What is the "c"hurch of Christ?
by John Telgren

If you look around at the churches, you will notice a variety of names. Some point to their founder, such as the Lutheran church, other emphasize their structure, such as the Presbyterian church, and others emphasize a particular practice, such as the Baptist church.

What about us? Why do we call ourselves the "Church of Christ?" Why even examine this question? I believe it is important to know why we do what we do. (2 Peter 3:15). Let's examine some of the traditional reasons for the name that is on our signs in front of our buildings:

  1. The church should have a name that gives honor to its founder.
  2. The founder of the church is Christ (Matthew 16:18), and should thus bear His name.
  3. Having different names for the church is divisive (I Corinthians 1:10-13).
  4. Christ wanted unity for his followers (John 17:20-21).
  5. The church is the Bride of Christ and should wear His name (2 Corinthians 11:2).
  6. Whatever we do must be done in the name of Christ (Colossians 3:17).
  7. There is no other name by which men are saved (Acts 4:11-12).
  8. The name is found in the Bible (Romans 16:16).

I always concur with scripture.

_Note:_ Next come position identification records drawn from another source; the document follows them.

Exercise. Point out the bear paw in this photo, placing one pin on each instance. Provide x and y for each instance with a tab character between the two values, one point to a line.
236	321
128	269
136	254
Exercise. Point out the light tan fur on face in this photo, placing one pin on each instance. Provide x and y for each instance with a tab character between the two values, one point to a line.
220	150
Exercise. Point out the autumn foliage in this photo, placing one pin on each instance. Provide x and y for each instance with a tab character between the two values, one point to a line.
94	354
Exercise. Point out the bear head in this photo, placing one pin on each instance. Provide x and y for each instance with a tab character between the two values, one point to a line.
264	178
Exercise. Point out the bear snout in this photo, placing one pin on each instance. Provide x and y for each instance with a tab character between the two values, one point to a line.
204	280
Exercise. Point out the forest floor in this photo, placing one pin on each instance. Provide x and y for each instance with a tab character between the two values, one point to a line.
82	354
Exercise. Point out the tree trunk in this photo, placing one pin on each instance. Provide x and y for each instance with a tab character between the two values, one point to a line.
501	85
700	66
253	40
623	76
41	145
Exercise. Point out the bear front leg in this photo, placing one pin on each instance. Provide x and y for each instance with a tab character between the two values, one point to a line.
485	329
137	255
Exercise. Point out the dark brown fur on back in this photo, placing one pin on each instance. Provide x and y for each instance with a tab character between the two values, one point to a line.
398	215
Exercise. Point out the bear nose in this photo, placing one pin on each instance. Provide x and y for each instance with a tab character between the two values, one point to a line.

However, when it comes to church titles, I believe that these scriptures have been misused or misunderstood by well-meaning, sincere brethren. I can remember passing out tracts and other literature that put emphasis on the "Church of Christ" being the one true church and all others were false. I believe with all my heart from scripture that we are right. However, I do not believe that the scriptures mentioned above support the wearing of a title on the church as a test of "rightness" the way we have often done.

The "churches of Christ" (Romans 16:16) is one of the many names given to the church. It is also called among other things, the "church of the Lord" (Acts 20:28), the "church of God" (1 Corinthians 1:2), the "household of God" (Ephesians 2:19), the "household of Faith" (Galatians 6:10), and the "kingdom" (Acts 28:23,31).

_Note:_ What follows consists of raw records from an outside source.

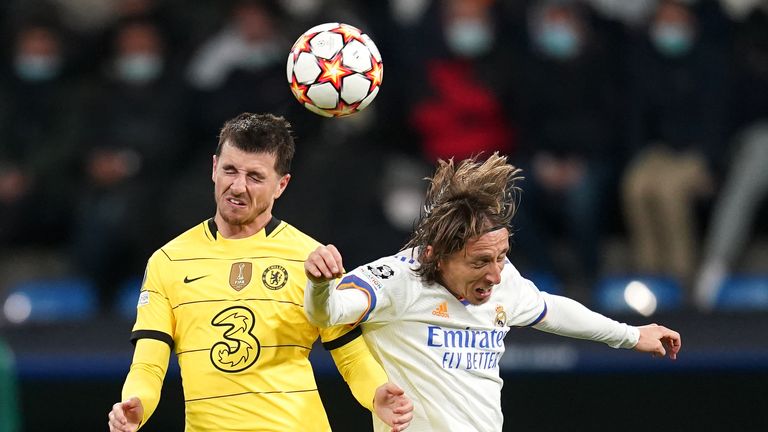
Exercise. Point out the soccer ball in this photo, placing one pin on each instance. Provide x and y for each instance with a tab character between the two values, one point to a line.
334	70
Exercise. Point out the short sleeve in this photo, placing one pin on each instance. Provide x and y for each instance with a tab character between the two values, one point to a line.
154	315
386	282
528	305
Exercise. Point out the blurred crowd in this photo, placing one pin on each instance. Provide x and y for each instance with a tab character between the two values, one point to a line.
644	119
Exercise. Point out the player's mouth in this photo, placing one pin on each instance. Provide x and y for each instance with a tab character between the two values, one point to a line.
236	202
483	293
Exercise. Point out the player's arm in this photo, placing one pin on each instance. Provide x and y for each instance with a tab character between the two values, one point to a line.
325	303
141	390
368	381
567	317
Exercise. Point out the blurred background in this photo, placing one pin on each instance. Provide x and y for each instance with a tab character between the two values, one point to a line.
641	127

One of the brochures we used to hand out dealt with how to identify the "one true church". After listing of the names if scripture for the church, it asked "is your church mentioned in the Bible?" This implies that if the name on the building does not match any name in the Bible, that it is not the true church.

What about the brethren in foreign countries who cannot legally use the name "church of Christ" because it is used by some denominational group? Are they not legitimate because they call themselves simply, "Christ's Church"? There are many churches in this country that are now beginning to use this same designation, "Christ's church." There are some that call themselves the "Assembly of Christ." Are theses not legitimate also?

Looking at all of the names of the church in the Bible, I believe many have misunderstood. These were never intended to be titles. Instead, they are descriptions of the church. The authors of the New Testament never used them as titles. True, there is no other name by which men are saved (Acts 4:11), but this passage is not talking about the name or title to put over the door.

G.C. Brewer, in the 1952 Harding College Lectures, said this when he was asked what names should be used to designate the church:

"The church is nowhere named in the Bible in the sense in which we speak of church names. Why should it be? No limiting or distinguishing adjective is ever used to modify this noun in God's word. There are adjectives that describe the qualities or attributes of the church, but there is never any term attached to that noun that would designate a church among many churches..."

Notice the title of this article. The word "church" has a lower-case "c". They way we often use the word often communicates a "denominational" attitude. We speak of the "C"hurch of Christ, and "C"hurch of Christ schools, preachers, etc. in a divisive way without even being aware of it. Many have even claimed that only members of the "C"hurch of Christ are saved, being the one true church. However, there are brethren outside the sociological designation of the "C"hurch of Christ who are every bit as much our brethren, such as "Christ's church" in some foreign countries, and in our own country.

We have taken a Biblical description of the church -- (church –belonging to-- Christ) and have given a denominational sound to it - "C"hurch of Christ, instead of "c"hurches of Christ. Ironically, in an effort to rid the church of divisive titles, we have given ourselves one.
We are right, not because of a title, but because of our faithful obedience to the word (Matthew 7:21; John 12:48). Instead of focusing on a "right title", we should strive to live up to the descriptions of the churches of Christ in scripture.